Selling Your Father's Bones by Brian Schofield

Selling Your Father's Bones by Brian Schofield

Author:Brian Schofield
Language: eng
Format: epub
Publisher: Simon and Schuster
Published: 2013-07-15T00:00:00+00:00


“They were just women, children, and old men—that’s what she used to say.” Cheryl Holden Rice sat in her garden bench, her narrow hands in constant motion as she delved into her favorite topic: a family history that stretched back to the very settlement of the Bitterroot. “For the settlers, you see, it was just like the Native Americans—you had to know your family’s history, everyone you were related to, because you didn’t want to marry them!” Cheryl’s great-grandmother, Martha Burton, was a young girl who’d been huddled into Fort Owen as the Nez Perce passed by. “She remembered being evacuated to the east side of the valley in 1877. She actually looked Indian herself—her mother had been killed the year before because she was a Cherokee, and this was after Little Bighorn. And she remembered that from Fort Owen you could see the Nez Perce walking past on the other side, and she saw all the people and the horses and the clouds of dust, and she remembered thinking, ‘But…they’re just women and children, and old men?’”
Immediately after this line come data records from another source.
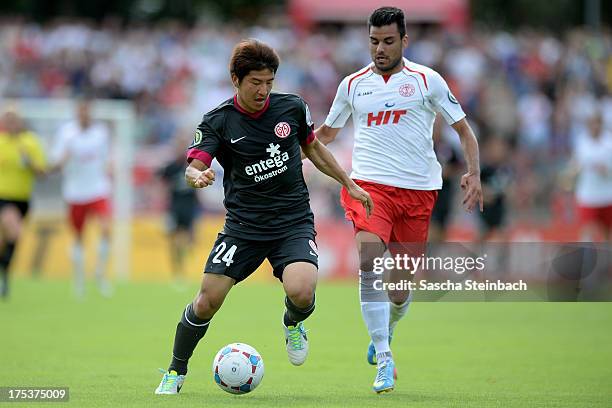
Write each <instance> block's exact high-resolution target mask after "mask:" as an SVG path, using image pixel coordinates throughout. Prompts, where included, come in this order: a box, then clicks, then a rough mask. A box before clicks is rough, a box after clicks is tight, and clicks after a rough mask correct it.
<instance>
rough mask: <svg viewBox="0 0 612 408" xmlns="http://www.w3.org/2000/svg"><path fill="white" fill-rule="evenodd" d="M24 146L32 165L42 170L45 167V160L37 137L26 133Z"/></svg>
mask: <svg viewBox="0 0 612 408" xmlns="http://www.w3.org/2000/svg"><path fill="white" fill-rule="evenodd" d="M25 146H26V149H27V152H28V156H29V158H30V160H31V161H32V163H34V165H35V166H36V167H38V168H41V169H44V168H45V167H46V166H47V160H46V157H45V152H44V149H43V147H42V144H41V142H40V140H39V139H38V137H37V136H36V135H35V134H33V133H30V132H28V136H27V138H26V143H25Z"/></svg>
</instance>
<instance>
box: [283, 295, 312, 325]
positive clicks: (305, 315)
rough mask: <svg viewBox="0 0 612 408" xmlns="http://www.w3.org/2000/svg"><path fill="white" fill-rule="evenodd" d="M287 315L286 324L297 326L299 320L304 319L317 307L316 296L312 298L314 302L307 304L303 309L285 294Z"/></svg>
mask: <svg viewBox="0 0 612 408" xmlns="http://www.w3.org/2000/svg"><path fill="white" fill-rule="evenodd" d="M285 307H286V309H285V316H284V317H283V322H284V323H285V326H287V327H289V326H295V325H297V324H298V322H301V321H304V320H306V319H307V318H308V316H310V315H311V314H312V312H314V307H315V298H314V297H313V298H312V303H311V304H310V306H307V307H305V308H303V309H301V308H299V307H297V306H296V305H294V304H293V302H292V301H291V300H290V299H289V298H288V297H287V296H285Z"/></svg>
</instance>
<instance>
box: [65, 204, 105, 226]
mask: <svg viewBox="0 0 612 408" xmlns="http://www.w3.org/2000/svg"><path fill="white" fill-rule="evenodd" d="M68 207H69V208H68V214H69V216H70V224H72V227H73V228H74V229H75V230H76V231H77V232H78V233H81V232H83V226H84V225H85V220H87V218H88V217H89V216H91V215H92V214H95V215H97V216H98V217H101V218H106V217H108V216H109V215H110V203H109V202H108V199H107V198H100V199H98V200H94V201H90V202H88V203H81V204H69V206H68Z"/></svg>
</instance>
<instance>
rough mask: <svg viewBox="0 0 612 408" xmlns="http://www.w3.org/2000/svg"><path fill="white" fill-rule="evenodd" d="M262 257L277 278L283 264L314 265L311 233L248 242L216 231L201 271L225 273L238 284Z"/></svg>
mask: <svg viewBox="0 0 612 408" xmlns="http://www.w3.org/2000/svg"><path fill="white" fill-rule="evenodd" d="M266 258H267V259H268V261H270V264H271V265H272V268H273V269H274V276H276V277H277V278H278V279H280V280H281V281H282V280H283V271H284V270H285V267H286V266H287V265H289V264H291V263H294V262H309V263H311V264H313V265H314V266H316V267H318V260H319V256H318V252H317V245H316V243H315V240H314V232H313V234H312V235H310V234H303V233H300V234H299V235H295V236H290V237H286V238H281V239H275V240H270V241H252V240H247V239H242V238H237V237H234V236H228V235H225V234H223V233H220V234H219V235H218V236H217V240H216V241H215V245H214V246H213V250H212V251H211V252H210V255H209V256H208V260H207V261H206V266H205V268H204V273H214V274H219V275H225V276H229V277H230V278H233V279H235V280H236V283H238V282H240V281H243V280H244V279H246V278H248V277H249V275H251V274H252V273H253V272H255V270H256V269H257V268H258V267H259V265H261V264H262V262H263V261H264V260H265V259H266Z"/></svg>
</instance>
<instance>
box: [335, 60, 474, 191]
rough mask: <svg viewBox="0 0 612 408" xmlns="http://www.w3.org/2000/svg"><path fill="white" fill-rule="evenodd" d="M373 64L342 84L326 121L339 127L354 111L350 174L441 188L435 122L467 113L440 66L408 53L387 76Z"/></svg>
mask: <svg viewBox="0 0 612 408" xmlns="http://www.w3.org/2000/svg"><path fill="white" fill-rule="evenodd" d="M371 67H372V64H370V65H368V66H367V67H364V68H363V69H361V70H360V71H358V72H356V73H354V74H352V75H349V76H347V77H346V78H344V80H343V81H342V82H341V83H340V85H339V86H338V92H337V93H336V98H335V99H334V103H333V104H332V107H331V109H330V111H329V114H328V115H327V119H326V120H325V124H326V125H327V126H329V127H332V128H341V127H343V126H344V125H345V124H346V121H347V120H348V118H349V117H350V116H351V115H352V116H353V123H354V127H355V144H354V146H353V172H352V173H351V178H353V179H359V180H365V181H373V182H376V183H380V184H385V185H389V186H394V187H400V188H408V189H413V190H438V189H440V188H442V167H441V166H440V163H438V160H437V158H436V154H435V153H434V149H433V139H432V133H433V124H434V120H435V118H436V114H437V113H440V114H442V116H443V117H444V119H445V120H446V122H447V123H448V124H453V123H455V122H457V121H459V120H461V119H463V118H464V117H465V113H463V110H462V109H461V106H460V105H459V102H458V101H457V99H456V98H455V97H454V96H453V94H452V93H451V91H450V89H449V88H448V85H447V84H446V82H445V81H444V79H443V78H442V77H441V76H440V74H438V73H437V72H436V71H434V70H432V69H431V68H428V67H425V66H423V65H419V64H415V63H413V62H410V61H408V60H407V59H404V68H403V69H402V71H401V72H398V73H396V74H393V75H391V76H390V77H386V78H385V77H383V76H382V75H378V74H375V73H374V72H373V71H372V68H371Z"/></svg>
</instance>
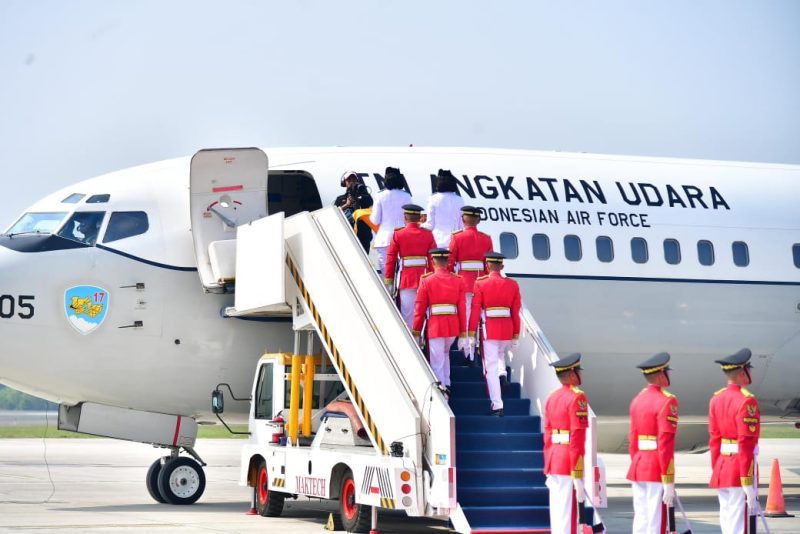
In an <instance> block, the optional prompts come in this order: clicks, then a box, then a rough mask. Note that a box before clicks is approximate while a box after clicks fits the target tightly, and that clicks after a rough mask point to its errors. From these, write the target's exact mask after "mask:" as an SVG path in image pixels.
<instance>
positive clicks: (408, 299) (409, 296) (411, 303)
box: [400, 289, 417, 330]
mask: <svg viewBox="0 0 800 534" xmlns="http://www.w3.org/2000/svg"><path fill="white" fill-rule="evenodd" d="M416 302H417V290H416V289H401V290H400V315H402V316H403V320H404V321H405V322H406V324H407V325H408V329H409V330H411V323H412V322H413V321H414V304H416Z"/></svg>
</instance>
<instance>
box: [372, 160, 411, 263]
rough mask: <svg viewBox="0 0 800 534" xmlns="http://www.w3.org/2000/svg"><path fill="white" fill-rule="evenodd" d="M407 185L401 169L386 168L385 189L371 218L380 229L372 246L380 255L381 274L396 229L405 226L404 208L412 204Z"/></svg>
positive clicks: (379, 199)
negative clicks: (372, 245) (411, 203)
mask: <svg viewBox="0 0 800 534" xmlns="http://www.w3.org/2000/svg"><path fill="white" fill-rule="evenodd" d="M405 183H406V179H405V177H404V176H403V175H402V174H401V173H400V169H396V168H394V167H386V173H385V176H384V187H385V189H384V190H383V191H381V192H380V193H378V194H377V196H376V197H375V203H374V204H373V205H372V214H371V215H370V216H369V219H370V221H372V224H373V225H375V226H379V227H380V228H378V233H377V234H376V235H375V241H374V242H373V243H372V245H373V246H374V247H375V251H376V252H377V253H378V268H379V269H380V271H381V273H383V267H384V265H385V264H386V251H387V250H388V249H389V243H391V241H392V234H394V230H395V228H400V227H402V226H405V219H404V218H403V206H404V205H405V204H411V195H410V194H408V193H407V192H406V191H403V186H404V185H405Z"/></svg>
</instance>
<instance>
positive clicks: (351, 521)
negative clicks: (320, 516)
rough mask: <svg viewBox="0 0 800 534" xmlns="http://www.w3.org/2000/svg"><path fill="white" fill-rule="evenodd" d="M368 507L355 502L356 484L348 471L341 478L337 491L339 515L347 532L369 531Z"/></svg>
mask: <svg viewBox="0 0 800 534" xmlns="http://www.w3.org/2000/svg"><path fill="white" fill-rule="evenodd" d="M370 511H371V510H370V507H369V506H366V505H364V504H358V503H357V502H356V484H355V482H354V481H353V473H351V472H350V471H348V472H347V474H345V476H344V478H343V479H342V487H341V491H340V492H339V515H340V516H341V518H342V525H343V526H344V529H345V530H346V531H347V532H369V527H370V521H371V517H370Z"/></svg>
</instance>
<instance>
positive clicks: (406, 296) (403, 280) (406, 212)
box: [384, 204, 436, 328]
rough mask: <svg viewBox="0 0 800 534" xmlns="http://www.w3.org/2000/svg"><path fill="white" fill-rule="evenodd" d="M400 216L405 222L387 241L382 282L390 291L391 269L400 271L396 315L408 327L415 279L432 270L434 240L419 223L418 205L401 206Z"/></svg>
mask: <svg viewBox="0 0 800 534" xmlns="http://www.w3.org/2000/svg"><path fill="white" fill-rule="evenodd" d="M403 216H404V217H405V220H406V225H405V226H404V227H402V228H398V229H396V230H395V231H394V233H393V234H392V240H391V241H390V242H389V250H388V252H387V253H386V267H385V274H384V284H386V287H387V288H388V289H389V294H392V290H393V284H394V279H395V271H396V270H397V269H399V270H400V282H399V284H398V285H397V287H398V289H399V293H400V315H402V316H403V320H404V321H405V322H406V324H407V325H408V327H409V328H411V320H412V318H413V317H414V302H415V301H416V299H417V287H419V280H420V278H421V277H422V275H423V274H425V273H426V272H430V271H432V270H433V267H432V264H431V260H430V257H429V256H428V251H429V250H431V249H434V248H436V241H435V240H434V239H433V232H431V231H430V230H428V229H427V228H422V227H421V226H420V225H419V220H420V218H421V217H422V208H421V207H420V206H417V205H416V204H406V205H404V206H403Z"/></svg>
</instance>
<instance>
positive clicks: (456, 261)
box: [447, 206, 505, 374]
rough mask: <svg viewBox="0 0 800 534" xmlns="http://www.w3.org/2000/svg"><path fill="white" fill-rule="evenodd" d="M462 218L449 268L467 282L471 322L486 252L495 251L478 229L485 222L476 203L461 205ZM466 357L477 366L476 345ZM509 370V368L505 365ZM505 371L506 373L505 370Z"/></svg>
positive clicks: (465, 352)
mask: <svg viewBox="0 0 800 534" xmlns="http://www.w3.org/2000/svg"><path fill="white" fill-rule="evenodd" d="M461 220H462V221H463V223H464V229H463V230H456V231H455V232H453V234H452V236H451V237H450V261H448V262H447V268H448V269H449V270H450V271H452V272H454V273H458V274H460V275H461V277H462V278H463V279H464V283H465V284H466V288H467V292H466V298H467V308H466V309H467V322H468V323H469V322H470V314H471V313H472V312H471V309H472V295H473V294H474V293H475V280H477V279H478V277H479V276H485V275H486V267H485V264H484V262H483V258H484V254H486V253H487V252H492V250H493V248H494V247H493V246H492V237H491V236H490V235H489V234H484V233H483V232H479V231H478V223H479V222H480V221H481V211H480V210H479V209H478V208H476V207H474V206H463V207H462V208H461ZM464 356H465V357H466V359H467V360H468V361H469V365H470V367H474V366H475V350H474V345H469V346H467V348H466V350H465V351H464ZM503 371H505V367H504V368H503ZM503 374H505V372H504V373H503Z"/></svg>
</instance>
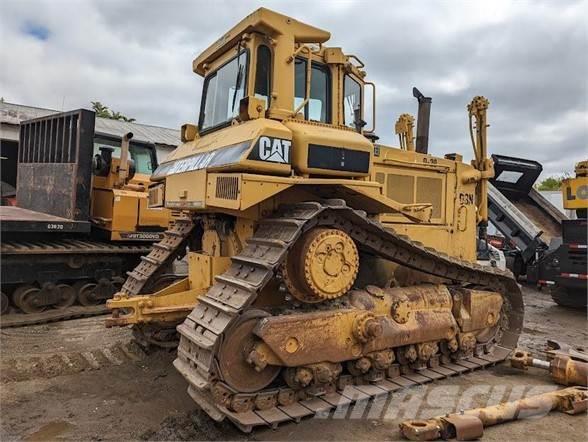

Cheryl’s ancestors had been friends to both the Nez Perce and the Salish prior to the outbreak, and they fought hard to prevent the later eviction of Charlot’s band from the valley. Now, from her home high on the eastern flank of the valley, Cheryl was fighting against the latest assault on the once impregnable harmony of the Bitterroot.

“We can save this as it is,” she said, looking out over the patchwork valley. “But see that road down there? That’s now a bumper-to-bumper ribbon of lights. With all the pollution, and the dust from the construction trucks, our poor horses couldn’t breathe—we had to destroy them.”

Below her, the Bitterroot was becoming a ruburb—defined as where you move to after the suburbs, then the exurbs, feel too cramped. It’s an area that retains some of the characteristics of the countryside—few shops and a long drive to work, for example—while still being predominantly asphalt and front lawns. In the 1990s Cheryl’s county had seen a 44 percent increase in its population, and between 1992 and 1997 alone it had lost almost a quarter of its farmland to development—a significant slice when you consider the planning industry commonplace that the first 5 percent of rural development does half the damage. This was far from unique, as sprawl is the defining characteristic of the modern American geography. The urbanized nation expanded its footprint by over 300 percent between 1950 and 1990, while the urbanized population grew by just 80 percent, and this expanse became exponential in the 1990s, when over 3.2 million acres of rural America was paved over every year.

But the Bitterroot was getting hit particularly hard. The developers had exploited Montana’s considerable surviving natural attractions and its feeble planning laws to turn farms into cookie-cutter subdivisions or sprawling trophy ranches, heaping problems upon the valley as they went. The valley’s water table had become depleted—the river was already overirrigated—and by the late 1990s the Bitterroot, once a symbol of the Big Sky State, had developed an intermittent smog problem.